Observability improves as well: runner-side AWS profile setup, better OTEL job summaries, and support for selectively disabling OTEL logs or traces.

None of those changes would justify a major version on their own. Together with the control-plane migration and stack cleanup, they make v3 a much cleaner base for the next phase.

Flex is not the end of the story#

Flex is still the right model for most teams: define what a job needs through labels, let RunsOn resolve the best matching EC2 capacity, and pay only for the runners you actually use.

But we are also working on another product dedicated to running fleets at the organization or enterprise level.

That is a different problem. Flex is job-driven: a workflow asks for capacity, RunsOn launches it. Fleet-level orchestration is about managing larger pools of capacity across many teams, repositories, policies, and usage patterns.

v3 prepares the ground for that split. Flex gets simpler and sharper. The next product can focus on fleet operations without forcing that complexity into the default RunsOn install.

Migration is real#

v3 is a breaking release. Treat it like a migration, not a routine stack update.

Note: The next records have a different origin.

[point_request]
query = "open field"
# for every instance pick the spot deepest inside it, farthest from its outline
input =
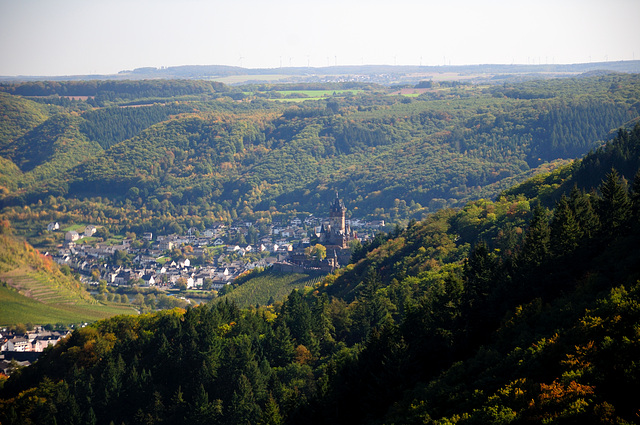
(17, 308)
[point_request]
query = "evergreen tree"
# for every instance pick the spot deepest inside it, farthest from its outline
(271, 413)
(535, 248)
(614, 206)
(565, 230)
(584, 213)
(635, 198)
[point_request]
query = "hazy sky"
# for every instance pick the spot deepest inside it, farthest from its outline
(63, 37)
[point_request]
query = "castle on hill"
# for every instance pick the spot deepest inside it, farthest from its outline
(336, 235)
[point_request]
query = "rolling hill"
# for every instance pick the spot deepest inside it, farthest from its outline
(34, 290)
(206, 152)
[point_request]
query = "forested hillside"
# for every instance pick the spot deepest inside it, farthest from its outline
(502, 311)
(191, 153)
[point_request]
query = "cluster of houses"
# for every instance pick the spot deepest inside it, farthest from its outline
(150, 267)
(19, 350)
(35, 341)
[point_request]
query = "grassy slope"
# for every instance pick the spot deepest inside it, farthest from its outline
(267, 284)
(17, 308)
(35, 290)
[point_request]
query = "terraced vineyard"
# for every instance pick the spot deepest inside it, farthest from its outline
(269, 285)
(34, 290)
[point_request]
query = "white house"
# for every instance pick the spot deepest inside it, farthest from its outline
(90, 230)
(71, 236)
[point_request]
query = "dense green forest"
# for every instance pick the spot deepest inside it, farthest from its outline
(165, 156)
(522, 309)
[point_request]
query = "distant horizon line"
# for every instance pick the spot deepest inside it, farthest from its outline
(329, 67)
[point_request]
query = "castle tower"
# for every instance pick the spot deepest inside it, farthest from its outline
(337, 216)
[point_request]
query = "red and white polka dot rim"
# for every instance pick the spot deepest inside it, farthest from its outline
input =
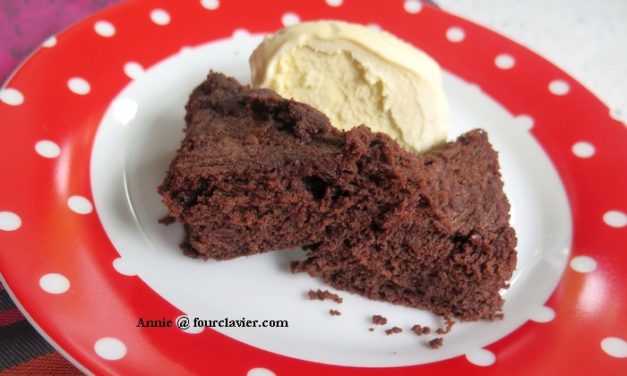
(58, 261)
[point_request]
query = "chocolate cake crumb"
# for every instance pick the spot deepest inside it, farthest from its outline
(420, 330)
(324, 295)
(448, 324)
(393, 330)
(379, 320)
(167, 220)
(436, 343)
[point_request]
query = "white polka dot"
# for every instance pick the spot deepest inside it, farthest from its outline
(542, 314)
(260, 372)
(615, 218)
(110, 348)
(412, 6)
(124, 110)
(80, 205)
(524, 121)
(614, 346)
(12, 97)
(47, 149)
(504, 61)
(583, 149)
(559, 87)
(160, 17)
(240, 34)
(104, 29)
(78, 85)
(54, 283)
(455, 34)
(481, 357)
(50, 42)
(9, 221)
(133, 70)
(122, 266)
(290, 18)
(189, 328)
(210, 4)
(583, 264)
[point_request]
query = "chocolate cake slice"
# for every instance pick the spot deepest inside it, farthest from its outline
(257, 172)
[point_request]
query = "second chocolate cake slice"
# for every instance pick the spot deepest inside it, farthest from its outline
(257, 172)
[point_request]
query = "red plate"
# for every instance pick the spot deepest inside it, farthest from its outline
(56, 258)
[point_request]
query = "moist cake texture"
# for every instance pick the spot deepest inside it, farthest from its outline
(257, 172)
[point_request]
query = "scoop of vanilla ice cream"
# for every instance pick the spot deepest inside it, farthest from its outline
(356, 75)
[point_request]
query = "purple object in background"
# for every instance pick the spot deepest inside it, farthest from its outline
(25, 24)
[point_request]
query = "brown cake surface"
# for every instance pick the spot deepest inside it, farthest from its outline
(257, 172)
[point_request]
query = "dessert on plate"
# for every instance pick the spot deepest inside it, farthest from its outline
(356, 75)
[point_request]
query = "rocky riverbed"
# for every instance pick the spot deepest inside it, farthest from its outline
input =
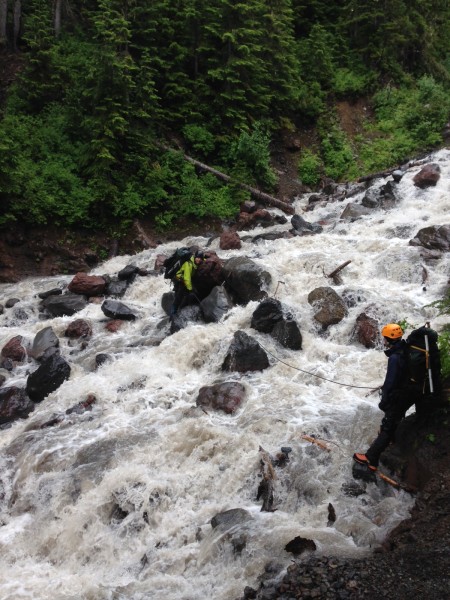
(415, 558)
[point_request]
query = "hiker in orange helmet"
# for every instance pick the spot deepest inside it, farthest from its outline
(398, 394)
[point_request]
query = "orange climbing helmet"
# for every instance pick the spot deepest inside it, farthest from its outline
(393, 331)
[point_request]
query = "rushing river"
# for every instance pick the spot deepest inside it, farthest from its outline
(116, 503)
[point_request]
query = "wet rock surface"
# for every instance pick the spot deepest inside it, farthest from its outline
(414, 560)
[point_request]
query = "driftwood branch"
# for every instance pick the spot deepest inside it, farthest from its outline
(255, 193)
(334, 273)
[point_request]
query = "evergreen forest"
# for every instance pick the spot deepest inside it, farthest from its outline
(106, 95)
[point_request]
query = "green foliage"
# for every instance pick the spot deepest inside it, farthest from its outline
(348, 83)
(179, 192)
(336, 150)
(199, 139)
(310, 167)
(408, 120)
(80, 128)
(250, 157)
(443, 307)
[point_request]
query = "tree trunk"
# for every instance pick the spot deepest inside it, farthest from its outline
(57, 17)
(17, 16)
(257, 194)
(3, 15)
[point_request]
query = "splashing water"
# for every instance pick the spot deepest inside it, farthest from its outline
(116, 503)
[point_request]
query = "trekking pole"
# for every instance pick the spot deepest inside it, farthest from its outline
(427, 348)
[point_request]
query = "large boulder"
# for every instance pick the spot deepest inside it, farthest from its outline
(428, 176)
(330, 308)
(52, 372)
(227, 396)
(117, 310)
(245, 279)
(436, 237)
(245, 354)
(208, 275)
(44, 341)
(80, 328)
(87, 285)
(66, 304)
(216, 305)
(14, 349)
(287, 333)
(14, 404)
(271, 317)
(367, 331)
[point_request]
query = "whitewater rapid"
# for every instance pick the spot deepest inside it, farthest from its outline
(116, 503)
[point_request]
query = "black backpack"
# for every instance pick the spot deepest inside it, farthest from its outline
(423, 359)
(174, 262)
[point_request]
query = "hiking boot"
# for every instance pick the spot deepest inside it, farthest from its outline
(363, 460)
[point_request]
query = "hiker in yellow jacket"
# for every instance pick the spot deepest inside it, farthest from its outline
(183, 286)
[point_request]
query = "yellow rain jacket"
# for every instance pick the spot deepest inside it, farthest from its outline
(184, 273)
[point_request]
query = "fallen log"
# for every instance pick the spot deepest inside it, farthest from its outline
(255, 193)
(334, 273)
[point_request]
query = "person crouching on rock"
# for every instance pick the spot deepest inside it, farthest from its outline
(399, 393)
(185, 292)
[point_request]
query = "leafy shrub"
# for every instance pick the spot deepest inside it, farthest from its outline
(250, 157)
(349, 83)
(199, 139)
(309, 167)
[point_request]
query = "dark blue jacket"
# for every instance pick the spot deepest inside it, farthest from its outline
(397, 371)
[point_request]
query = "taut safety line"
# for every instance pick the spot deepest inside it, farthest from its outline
(361, 387)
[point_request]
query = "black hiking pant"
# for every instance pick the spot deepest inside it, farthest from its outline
(399, 402)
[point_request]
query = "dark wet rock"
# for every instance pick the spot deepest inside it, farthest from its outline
(64, 305)
(271, 317)
(114, 325)
(367, 331)
(116, 288)
(14, 349)
(128, 273)
(301, 226)
(329, 306)
(245, 354)
(117, 310)
(354, 211)
(230, 240)
(428, 176)
(186, 316)
(266, 315)
(245, 279)
(259, 218)
(208, 275)
(49, 376)
(87, 285)
(11, 302)
(216, 305)
(80, 328)
(287, 333)
(397, 175)
(167, 302)
(14, 404)
(52, 292)
(101, 359)
(299, 545)
(231, 518)
(436, 237)
(43, 341)
(248, 206)
(227, 396)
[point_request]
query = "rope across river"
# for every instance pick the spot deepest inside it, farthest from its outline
(361, 387)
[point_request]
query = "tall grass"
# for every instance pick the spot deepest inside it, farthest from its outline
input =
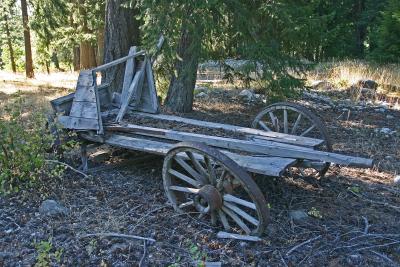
(347, 72)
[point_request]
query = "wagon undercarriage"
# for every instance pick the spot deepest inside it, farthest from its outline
(206, 164)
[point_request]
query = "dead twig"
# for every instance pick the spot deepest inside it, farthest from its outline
(302, 244)
(143, 259)
(119, 235)
(68, 166)
(383, 256)
(222, 234)
(380, 246)
(366, 225)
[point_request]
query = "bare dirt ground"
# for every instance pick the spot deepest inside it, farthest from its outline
(352, 213)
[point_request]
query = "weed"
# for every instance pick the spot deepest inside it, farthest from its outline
(45, 255)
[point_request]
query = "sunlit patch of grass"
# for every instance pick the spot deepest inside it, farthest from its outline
(347, 72)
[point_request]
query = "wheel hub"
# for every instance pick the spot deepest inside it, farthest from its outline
(208, 199)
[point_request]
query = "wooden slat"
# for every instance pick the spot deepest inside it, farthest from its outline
(267, 147)
(134, 91)
(117, 61)
(270, 166)
(85, 78)
(129, 72)
(84, 109)
(69, 122)
(271, 136)
(85, 93)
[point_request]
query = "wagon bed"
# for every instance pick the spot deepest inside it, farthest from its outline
(205, 162)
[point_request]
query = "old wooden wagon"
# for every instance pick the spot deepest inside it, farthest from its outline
(206, 164)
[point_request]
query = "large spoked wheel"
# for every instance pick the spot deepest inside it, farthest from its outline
(203, 182)
(297, 120)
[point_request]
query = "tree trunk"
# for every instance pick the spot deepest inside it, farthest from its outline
(180, 92)
(27, 39)
(10, 47)
(361, 28)
(100, 46)
(121, 32)
(87, 55)
(76, 58)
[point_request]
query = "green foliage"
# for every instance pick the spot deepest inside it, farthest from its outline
(10, 17)
(24, 142)
(388, 34)
(45, 255)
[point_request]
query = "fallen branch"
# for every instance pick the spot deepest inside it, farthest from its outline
(68, 166)
(143, 259)
(302, 244)
(239, 237)
(119, 235)
(366, 225)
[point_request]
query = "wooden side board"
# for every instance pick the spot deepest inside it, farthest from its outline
(271, 166)
(269, 148)
(252, 133)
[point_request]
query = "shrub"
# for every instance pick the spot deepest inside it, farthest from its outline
(24, 141)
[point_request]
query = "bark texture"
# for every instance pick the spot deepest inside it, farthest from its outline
(27, 40)
(10, 47)
(121, 32)
(183, 81)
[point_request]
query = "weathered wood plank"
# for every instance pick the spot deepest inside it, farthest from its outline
(86, 78)
(269, 136)
(266, 147)
(84, 109)
(129, 72)
(85, 93)
(63, 104)
(69, 122)
(118, 61)
(133, 91)
(270, 166)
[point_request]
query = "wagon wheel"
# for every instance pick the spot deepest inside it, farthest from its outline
(201, 181)
(295, 119)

For most existing users, the clean path is blue-green:

Deploy a fresh v3 stack.
Register the new GitHub App.
Test representative repositories.
Move traffic over.
Keep the old stack around briefly as a rollback point.
Delete it only once you trust the new setup.

That last step matters. Early v3 releases might be a bit bumpy. The point of keeping the old stack around is not ceremony; it gives you a simple rollback path while you confirm your workflows, labels, networking, permissions, cache behavior, and observability all work as expected.

If you had a heavily customized v2 CloudFormation stack, read the v3 migration guide first. Some of those settings are intentionally gone from CloudFormation and now belong in Terraform/OpenTofu.

The point of v3#

App Runner forced the timing.

But v3 is not just a reaction to App Runner.

It is the version where I want RunsOn to draw a cleaner line: simple defaults for most users, Terraform for advanced infrastructure teams, Flex for flexible per-job runner selection, and a separate path coming for larger fleet-level operations.

I also want to say thank you to everyone already running RunsOn today. You are the reason the product got this far, and the reason I can make these kinds of calls with real production feedback instead of guesses.

I hope you follow along for v3. The first releases may need a bit of sanding, and I am very open to feedback if a removed option turns out to be important for real-world setups.

But the bias for v3 is intentional: remove more, keep the core cleaner, and re-add specific options when there is a clear reason. That is better than carrying every old knob forever just because it once existed.